Como bombeiro, fui parteiro, quando não dava tempo de levar as grávidas ao hospital, na madrugada;
Como bombeiro, fui psicólogo, quando um colega discutia com a esposa, diante da incompreensão dela, às vezes, com a profissão do marido;
Como bombeiro, fui assistente social, quando tinha de confortar a mãe de alguma vítima assassinada por não possuir algo de valor que o assaltante pudesse levar;
Como bombeiro, fui borracheiro e mecânico, ao socorrer idosos e deficientes com pneus furados;
Como bombeiro, fui pedreiro, ao participar de mutirões para reconstruir casas destruídas por desabamentos;
Como bombeiro, fui paramédico fracassado, ao ver uma criança ir a óbito a bordo da viatura;
Como bombeiro, fui paramédico realizado, ao desengasgar uma criança sufocada;
Como bombeiro, fui obrigado a me tornar gladiador em arenas repletas de terroristas, que são os membros de torcidas organizadas, em jogos de times pelos quais nem torço;
Como bombeiro, sobrevivi a um grave acidente com viaturas, nunca a menos de 120 km/h, na ânsia de chegar rápido àquela residência onde um idoso estava morrendo;
Como bombeiro, fui juiz da vara cível, apaziguando ânimos de maridos e mulheres exaltados;
Como bombeiro, fui atropelado por um cidadão embriagado enquanto realizava um resgate em alguma avenida;
Como bombeiro, arrisquei-me a contrair vários tipos de doenças, ao banhar-me com o sangue de vítimas às quais não conhecia, mas que tinha obrigação de tentar salvar;
Como bombeiro, arrisquei contaminar toda a minha família com os mesmos tipos de doenças, pois ao chegar em casa, minha esposa era a primeira a me abraçar, nunca se importando com o cheiro acre de sangue alheio, nem com as manchas que tinha de lavar do uniforme;
Como bombeiro, fui juiz de pequenas causas, quando em minha folga, alguns vizinhos me procuravam para resolver seus problemas;
Como bombeiro, fui o homem que quase perdeu a razão, ao atender uma filha que havia sido estuprada pelo pai;
Como bombeiro, fui guardião de mortos por horas a fio, sob o sol, a chuva e a neblina, à espera dos legistas, que encontravam dificuldade para encontrar o endereço;
Como bombeiro, fui o cara que mudou todos os hábitos para sempre, andando em estado de alerta 25 horas/dia, confiando desconfiado.

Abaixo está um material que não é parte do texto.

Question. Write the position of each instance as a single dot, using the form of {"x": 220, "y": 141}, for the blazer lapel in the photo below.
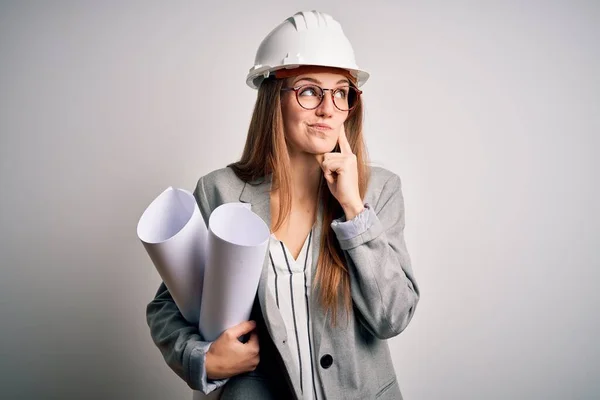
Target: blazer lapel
{"x": 257, "y": 193}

Na hora do bônus, ESQUECIDO;
Na hora do ônus, CONVOCADO.
Tive de tomar, em frações de segundo, decisões que os julgadores, no conforto de seus gabinetes, tiveram meses para analisar e julgar.
E mesmo hoje, calejado, ainda me deparo com coisas que me surpreendem, pois afinal ainda sou humano.

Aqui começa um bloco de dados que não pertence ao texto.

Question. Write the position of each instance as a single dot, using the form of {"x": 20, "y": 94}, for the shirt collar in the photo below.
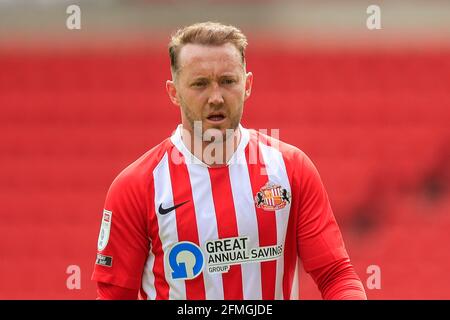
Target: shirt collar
{"x": 237, "y": 157}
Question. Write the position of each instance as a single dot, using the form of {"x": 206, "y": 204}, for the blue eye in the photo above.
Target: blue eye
{"x": 229, "y": 81}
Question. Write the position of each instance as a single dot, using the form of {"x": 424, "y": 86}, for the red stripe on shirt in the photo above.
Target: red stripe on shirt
{"x": 161, "y": 285}
{"x": 267, "y": 225}
{"x": 290, "y": 247}
{"x": 226, "y": 227}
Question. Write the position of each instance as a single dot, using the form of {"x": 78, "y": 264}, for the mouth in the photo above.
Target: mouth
{"x": 216, "y": 117}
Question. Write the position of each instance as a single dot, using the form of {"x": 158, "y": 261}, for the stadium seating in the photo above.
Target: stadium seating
{"x": 374, "y": 123}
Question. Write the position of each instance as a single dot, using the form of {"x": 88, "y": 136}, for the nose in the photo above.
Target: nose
{"x": 215, "y": 96}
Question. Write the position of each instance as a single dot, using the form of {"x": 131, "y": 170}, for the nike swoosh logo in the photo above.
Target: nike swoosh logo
{"x": 163, "y": 211}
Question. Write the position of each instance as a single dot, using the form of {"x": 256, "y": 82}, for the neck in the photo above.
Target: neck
{"x": 213, "y": 154}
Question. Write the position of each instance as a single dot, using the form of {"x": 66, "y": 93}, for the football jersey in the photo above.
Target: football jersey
{"x": 176, "y": 228}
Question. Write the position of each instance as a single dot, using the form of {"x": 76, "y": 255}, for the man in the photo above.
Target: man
{"x": 218, "y": 211}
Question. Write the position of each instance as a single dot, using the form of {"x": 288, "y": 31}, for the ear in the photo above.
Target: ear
{"x": 248, "y": 85}
{"x": 172, "y": 92}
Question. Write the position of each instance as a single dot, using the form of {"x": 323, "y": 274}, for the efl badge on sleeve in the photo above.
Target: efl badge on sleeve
{"x": 272, "y": 197}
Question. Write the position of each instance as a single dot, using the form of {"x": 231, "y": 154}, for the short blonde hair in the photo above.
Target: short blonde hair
{"x": 206, "y": 33}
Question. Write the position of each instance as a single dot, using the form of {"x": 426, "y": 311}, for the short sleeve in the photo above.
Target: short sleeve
{"x": 123, "y": 244}
{"x": 319, "y": 239}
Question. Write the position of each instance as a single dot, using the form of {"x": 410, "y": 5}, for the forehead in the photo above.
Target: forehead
{"x": 198, "y": 58}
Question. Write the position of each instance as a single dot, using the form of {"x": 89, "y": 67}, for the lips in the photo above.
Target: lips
{"x": 216, "y": 116}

Não queria passar pelo que passei, mas fui voluntário, ninguém me laçou e me enfiou dentro de uma farda, não é mesmo?
Observando-se por essa ótica, é fácil ser dito por quem está “DE FORA”, que minha opinião não importa, ou que simplesmente, não existe.
AMO O QUE FAÇO E O FAÇO PORQUE AMO.
Tanto que insisto em levar essa vida, e mesmo estando atualmente em outra esfera do serviço dos bombeiros, sei que terei de passar por tudo de novo, a qualquer hora, em qualquer dia e em qualquer lugar.
E O FAREI, SEM RECLAMAR, NEM RECUAR.